If you are selected for an audit, the Plan Office will send you an initial inquiry specifying the documents needed for dependent verification. For example, a copy of a recorded marriage certificate to verify your spouse or a recorded birth certificate for a child. If you cannot locate a requested document, contact the Plan Office which can assist you in contacting the issuing agency. If the Plan Office does not receive a response to its initial request, a follow-up notice will be sent. The failure to respond will be deemed an admission of fraudulent conduct. If there is no response to our second request you will receive a Notice of Termination of Benefits for the unverified dependents. Additionally, you will be responsible for paying back any medical expense paid out by the Health Plan on behalf of non-qualified dependents.

If you need to update your dependents, contact the Plan Office for the proper form.


The Health Plan has the right to recover any mistaken payment, overpayment, or any payment made to any individual who was not eligible for that payment. All together, these overpayments are referred to in this SPD as an "overpayment". You will receive written notification if a reimbursement to the Plan is required.

You can be held individually liable for reimbursing the Health Plan for the amount of the overpayment if your eligibility was established because of fraud or intentional misrepresentation of material fact. In addition, the Health Plan has the right to collect the overpayment from you, your eligible dependents (or any individual you have claimed to be your eligible dependent), or your employer, or to pursue each or all of you for reimbursement. The Board of Trustees can take all actions as it determines appropriate, in its sole discretion, to recover the overpayment. Such actions may include:

  • Reducing the amount owed to the Health Plan by applying the amount of contributions made by your employer on your behalf during the relevant period;
  • Entering into written agreements for the repayment of overpaid benefits, with interest if applicable; and
  • Requiring that the amount of overpayment be deducted from all future benefit payments for you and your eligible dependents until the full amount is paid.

In addition, the Board of Trustees may in their discretion, seek payment of such amounts through filing a lawsuit or taking any other measure they deem necessary and appropriate. You, your eligible dependent(s) (or any individual you have claimed to be your eligible dependent), and your employer are also responsible for paying the Health Plan all expenses incurred collecting the overpayment, audit fees, attorneys' fees and interest calculated from the date of the initial overpayment.

False or Fraudulent Claims

Anyone who submits any false or fraudulent claim or information to the Health Plan may be subject to criminal penalties including a fine or imprisonment or both as well as damages in a civil action under California or federal law.
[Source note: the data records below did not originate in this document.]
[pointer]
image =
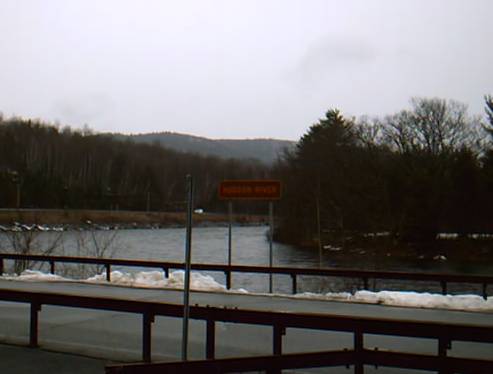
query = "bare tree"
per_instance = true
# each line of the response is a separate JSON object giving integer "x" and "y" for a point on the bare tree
{"x": 432, "y": 125}
{"x": 24, "y": 239}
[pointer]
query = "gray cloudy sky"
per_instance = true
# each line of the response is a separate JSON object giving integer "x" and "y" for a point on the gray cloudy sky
{"x": 233, "y": 69}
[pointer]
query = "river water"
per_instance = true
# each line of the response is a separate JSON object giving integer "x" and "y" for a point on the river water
{"x": 250, "y": 246}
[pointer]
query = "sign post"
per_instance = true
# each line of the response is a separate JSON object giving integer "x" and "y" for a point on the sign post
{"x": 268, "y": 190}
{"x": 271, "y": 235}
{"x": 188, "y": 260}
{"x": 230, "y": 233}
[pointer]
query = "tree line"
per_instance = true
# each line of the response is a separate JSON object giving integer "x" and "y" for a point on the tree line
{"x": 419, "y": 172}
{"x": 45, "y": 166}
{"x": 413, "y": 174}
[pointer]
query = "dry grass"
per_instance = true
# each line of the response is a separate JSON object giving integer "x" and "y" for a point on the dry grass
{"x": 55, "y": 216}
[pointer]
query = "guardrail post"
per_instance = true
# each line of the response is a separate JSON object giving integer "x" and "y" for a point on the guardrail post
{"x": 358, "y": 351}
{"x": 295, "y": 286}
{"x": 33, "y": 330}
{"x": 443, "y": 345}
{"x": 365, "y": 283}
{"x": 228, "y": 279}
{"x": 108, "y": 272}
{"x": 210, "y": 349}
{"x": 148, "y": 319}
{"x": 444, "y": 287}
{"x": 278, "y": 332}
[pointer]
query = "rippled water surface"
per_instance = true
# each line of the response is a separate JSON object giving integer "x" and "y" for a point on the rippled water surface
{"x": 250, "y": 246}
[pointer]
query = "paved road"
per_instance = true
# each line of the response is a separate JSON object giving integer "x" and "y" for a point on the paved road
{"x": 117, "y": 336}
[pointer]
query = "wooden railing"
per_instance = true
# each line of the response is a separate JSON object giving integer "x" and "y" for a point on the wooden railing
{"x": 359, "y": 326}
{"x": 365, "y": 275}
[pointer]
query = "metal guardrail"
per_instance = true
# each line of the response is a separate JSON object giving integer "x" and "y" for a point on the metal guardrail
{"x": 364, "y": 275}
{"x": 444, "y": 333}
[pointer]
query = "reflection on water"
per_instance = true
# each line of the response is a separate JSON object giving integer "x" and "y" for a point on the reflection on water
{"x": 250, "y": 246}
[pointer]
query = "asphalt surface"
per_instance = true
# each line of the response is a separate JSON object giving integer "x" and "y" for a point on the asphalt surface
{"x": 89, "y": 339}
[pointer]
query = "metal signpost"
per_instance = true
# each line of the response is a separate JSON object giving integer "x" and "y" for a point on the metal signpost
{"x": 269, "y": 190}
{"x": 188, "y": 260}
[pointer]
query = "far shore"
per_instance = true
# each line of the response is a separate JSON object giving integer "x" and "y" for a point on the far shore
{"x": 117, "y": 217}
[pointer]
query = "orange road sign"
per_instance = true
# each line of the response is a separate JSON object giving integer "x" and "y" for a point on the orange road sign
{"x": 250, "y": 190}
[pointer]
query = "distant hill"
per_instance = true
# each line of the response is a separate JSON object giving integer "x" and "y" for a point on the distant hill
{"x": 264, "y": 150}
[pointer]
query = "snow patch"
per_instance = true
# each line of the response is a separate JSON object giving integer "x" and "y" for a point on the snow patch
{"x": 156, "y": 279}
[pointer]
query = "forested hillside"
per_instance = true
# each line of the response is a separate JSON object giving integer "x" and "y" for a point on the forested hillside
{"x": 424, "y": 170}
{"x": 264, "y": 150}
{"x": 45, "y": 166}
{"x": 421, "y": 171}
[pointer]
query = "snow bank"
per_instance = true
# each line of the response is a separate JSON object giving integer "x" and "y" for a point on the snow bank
{"x": 156, "y": 279}
{"x": 409, "y": 299}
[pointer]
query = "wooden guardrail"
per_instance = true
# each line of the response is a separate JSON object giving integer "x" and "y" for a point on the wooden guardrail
{"x": 294, "y": 272}
{"x": 276, "y": 363}
{"x": 444, "y": 333}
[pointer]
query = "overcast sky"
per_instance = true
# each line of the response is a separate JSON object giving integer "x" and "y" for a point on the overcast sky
{"x": 235, "y": 69}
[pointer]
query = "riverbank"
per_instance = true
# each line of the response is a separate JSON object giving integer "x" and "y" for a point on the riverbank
{"x": 125, "y": 219}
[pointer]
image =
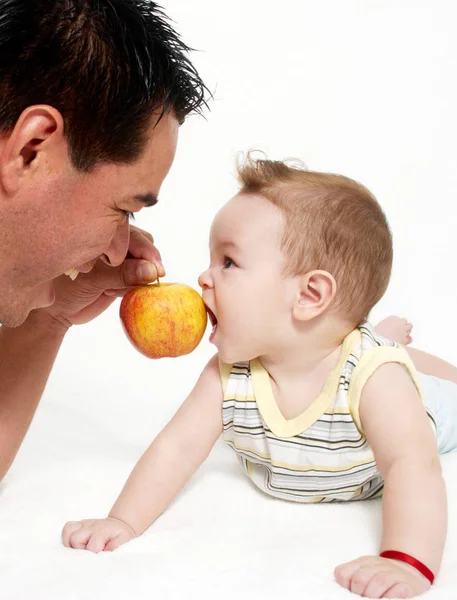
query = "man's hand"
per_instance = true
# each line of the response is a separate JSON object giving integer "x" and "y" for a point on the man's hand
{"x": 376, "y": 577}
{"x": 82, "y": 300}
{"x": 97, "y": 535}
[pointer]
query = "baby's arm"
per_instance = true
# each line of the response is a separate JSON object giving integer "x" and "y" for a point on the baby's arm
{"x": 414, "y": 505}
{"x": 165, "y": 467}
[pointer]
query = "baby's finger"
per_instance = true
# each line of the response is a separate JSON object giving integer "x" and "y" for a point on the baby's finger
{"x": 79, "y": 538}
{"x": 121, "y": 538}
{"x": 68, "y": 530}
{"x": 399, "y": 590}
{"x": 379, "y": 584}
{"x": 98, "y": 542}
{"x": 343, "y": 573}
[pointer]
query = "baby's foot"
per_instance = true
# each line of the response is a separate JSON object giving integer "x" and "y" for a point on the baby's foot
{"x": 395, "y": 329}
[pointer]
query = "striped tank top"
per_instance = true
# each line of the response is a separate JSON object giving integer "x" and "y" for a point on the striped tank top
{"x": 322, "y": 455}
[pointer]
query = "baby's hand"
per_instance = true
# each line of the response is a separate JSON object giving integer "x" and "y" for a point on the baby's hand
{"x": 97, "y": 535}
{"x": 376, "y": 577}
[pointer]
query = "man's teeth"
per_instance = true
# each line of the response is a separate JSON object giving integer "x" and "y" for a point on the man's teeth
{"x": 72, "y": 273}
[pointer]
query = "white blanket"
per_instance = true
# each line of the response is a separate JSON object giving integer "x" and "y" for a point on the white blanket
{"x": 220, "y": 539}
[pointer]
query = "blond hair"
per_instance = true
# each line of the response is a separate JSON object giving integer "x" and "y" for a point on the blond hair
{"x": 332, "y": 223}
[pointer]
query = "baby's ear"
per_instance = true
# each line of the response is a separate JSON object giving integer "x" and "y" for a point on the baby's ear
{"x": 316, "y": 293}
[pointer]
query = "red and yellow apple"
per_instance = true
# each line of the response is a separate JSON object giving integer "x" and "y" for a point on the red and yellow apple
{"x": 164, "y": 319}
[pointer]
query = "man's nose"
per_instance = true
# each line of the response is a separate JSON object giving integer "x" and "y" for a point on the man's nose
{"x": 117, "y": 251}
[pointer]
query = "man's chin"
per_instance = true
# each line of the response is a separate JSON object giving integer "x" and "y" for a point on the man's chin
{"x": 15, "y": 314}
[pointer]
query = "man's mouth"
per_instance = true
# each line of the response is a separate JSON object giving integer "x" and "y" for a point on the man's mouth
{"x": 85, "y": 268}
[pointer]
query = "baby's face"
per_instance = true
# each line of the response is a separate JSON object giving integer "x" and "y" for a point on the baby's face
{"x": 243, "y": 287}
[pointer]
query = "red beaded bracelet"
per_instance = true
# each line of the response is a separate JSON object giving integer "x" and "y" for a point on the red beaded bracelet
{"x": 410, "y": 560}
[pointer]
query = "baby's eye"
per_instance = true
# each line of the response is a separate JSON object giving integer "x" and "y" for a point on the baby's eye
{"x": 228, "y": 262}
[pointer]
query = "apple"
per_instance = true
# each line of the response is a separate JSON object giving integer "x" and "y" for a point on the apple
{"x": 164, "y": 319}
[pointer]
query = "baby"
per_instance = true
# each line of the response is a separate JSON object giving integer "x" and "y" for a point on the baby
{"x": 317, "y": 406}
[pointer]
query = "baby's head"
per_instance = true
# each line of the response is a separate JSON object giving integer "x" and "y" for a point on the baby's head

Furthermore, the Board of Trustees reserves the right to impose such restrictions upon the payment of further benefits to any such participant or dependent as may be necessary to protect the Health Plan, including the deduction from such future benefits of amounts owed to the Health Plan because of the payment of any false or fraudulent claim. The participant, dependent or any individual you have claimed to be your eligible dependent must pay the Health Plan for all its legal and collection costs as well as benefit payments made (with interest).

If it is determined that a participant became eligible for Health Plan benefits as a result of earnings which are determined to be non-Covered Earnings, the participant's coverage could be cancelled immediately. Also, to the extent permitted by law, the participant may be obligated to refund all benefits received in excess of contributions by the participant's employer to the Health Plan on the participant's behalf. If the participant also loses Screen Actors Guild – Producers Pension Plan Pension Credit as a result, improper pension contributions may be utilized as an offset against benefits paid to the participant.

Termination of eligibility as a result of a contribution or dependent verification audit does not constitute a Qualifying Event for purposes of the Self-Pay Program.